I love my boyfriend very much. He makes me happy and he is the one I want to share my life with, but at the same time I also love my family very and want them to be part of our life. Is there anything more he can do to win over my family?
The Love Doctor’s Answer: I’m glad that you realize that maintaining good relations with your family is not only critical for your own happiness and peace of mind, but for your relationship happiness.
Family and friends are a healthy social support network and an important part of our lives and our love-relationships. Having people who genuinely love and care about us can help in developing more fulfilling relationships and also through the stress of tough times.
But there comes a point when family (and friends) have to step aside and respect your choices and decisions even if they don’t agree. After all, at the end of the day, you are the one dating your boyfriend and not your family.
That said, having the sole responsibity for choosing who you love, date or marry also means taking responsibility for how your family perceives and treats your boyfriend. You should not leave trying to have a relationship with your family to your boyfriend. Your boyfriend can only do so much in how he presents himself and treats your family but you know them better than he does, so it’s really up to you (and your best interest) to bring the two sides together.
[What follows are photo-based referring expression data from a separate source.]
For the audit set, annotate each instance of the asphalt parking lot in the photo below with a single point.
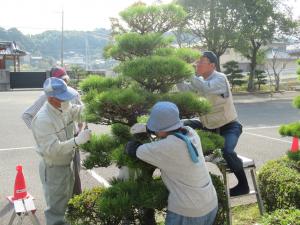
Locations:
(259, 141)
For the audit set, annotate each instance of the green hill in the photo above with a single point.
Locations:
(48, 43)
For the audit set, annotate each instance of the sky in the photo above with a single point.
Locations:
(36, 16)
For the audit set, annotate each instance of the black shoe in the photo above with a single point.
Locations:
(239, 190)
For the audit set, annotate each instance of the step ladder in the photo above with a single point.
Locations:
(248, 164)
(22, 208)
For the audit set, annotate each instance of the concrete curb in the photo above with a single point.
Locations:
(262, 97)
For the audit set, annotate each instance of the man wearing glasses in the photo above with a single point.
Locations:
(222, 119)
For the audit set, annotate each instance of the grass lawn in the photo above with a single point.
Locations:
(245, 214)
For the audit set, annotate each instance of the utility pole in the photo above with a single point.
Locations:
(86, 54)
(62, 39)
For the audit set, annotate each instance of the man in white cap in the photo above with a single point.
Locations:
(53, 130)
(178, 154)
(214, 86)
(31, 111)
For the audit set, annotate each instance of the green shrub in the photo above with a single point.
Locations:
(279, 182)
(282, 217)
(82, 209)
(125, 199)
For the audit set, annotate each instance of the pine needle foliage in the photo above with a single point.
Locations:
(148, 70)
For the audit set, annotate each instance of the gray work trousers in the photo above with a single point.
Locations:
(58, 184)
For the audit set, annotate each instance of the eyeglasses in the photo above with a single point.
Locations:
(201, 62)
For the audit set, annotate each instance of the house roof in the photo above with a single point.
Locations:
(293, 49)
(10, 48)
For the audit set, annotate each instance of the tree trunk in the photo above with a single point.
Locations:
(277, 82)
(253, 63)
(218, 66)
(148, 217)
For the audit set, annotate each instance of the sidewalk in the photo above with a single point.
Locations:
(262, 97)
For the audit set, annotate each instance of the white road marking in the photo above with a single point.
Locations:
(256, 128)
(100, 179)
(21, 148)
(262, 136)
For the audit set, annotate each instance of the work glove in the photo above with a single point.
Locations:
(138, 128)
(131, 148)
(193, 123)
(83, 137)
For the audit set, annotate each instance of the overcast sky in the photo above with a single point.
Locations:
(36, 16)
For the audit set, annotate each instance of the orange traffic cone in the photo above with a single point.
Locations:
(295, 145)
(20, 186)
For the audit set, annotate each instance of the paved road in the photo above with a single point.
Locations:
(259, 141)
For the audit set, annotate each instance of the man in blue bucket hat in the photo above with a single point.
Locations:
(178, 154)
(53, 130)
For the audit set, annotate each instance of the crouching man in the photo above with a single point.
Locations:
(178, 154)
(53, 130)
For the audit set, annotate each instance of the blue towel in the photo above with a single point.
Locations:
(191, 148)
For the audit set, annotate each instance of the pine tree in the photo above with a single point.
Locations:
(260, 78)
(293, 129)
(148, 69)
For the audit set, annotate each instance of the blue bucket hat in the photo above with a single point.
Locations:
(54, 87)
(164, 116)
(211, 57)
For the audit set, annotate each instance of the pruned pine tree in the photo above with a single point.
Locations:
(293, 129)
(148, 69)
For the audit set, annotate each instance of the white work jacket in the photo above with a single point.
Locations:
(54, 134)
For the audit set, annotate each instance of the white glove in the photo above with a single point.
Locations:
(138, 128)
(83, 137)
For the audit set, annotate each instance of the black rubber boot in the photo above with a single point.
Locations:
(236, 166)
(242, 187)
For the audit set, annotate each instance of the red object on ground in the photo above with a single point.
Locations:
(20, 186)
(295, 145)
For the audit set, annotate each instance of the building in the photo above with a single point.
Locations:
(10, 54)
If you sincerely believe in your heart that your family means well and is only looking after your best interest (I say this because not all families or individuals in the family are looking after your best interest), sit your family down and have an open heart-to-heart talk. Let them know how much this person means to you, and how important it is to you that they give the two of you a chance to create your own relationship – and life. Make it clear to them that having your boyfriend in your life doesn’t change the fact that you love them just as much before.
And don’t shy away from talking about their participation in your life – especially where your relationship is concerned. Be firm enough to set some boundaries e.g. give their advice only when asked, pass any negative observations by your first, how often to visit etc.
Bottom line, if you and your boyfriend approach this together and present a united front then your family cannot place “blame” on your boyfriend every time something goes “wrong” in the relationship.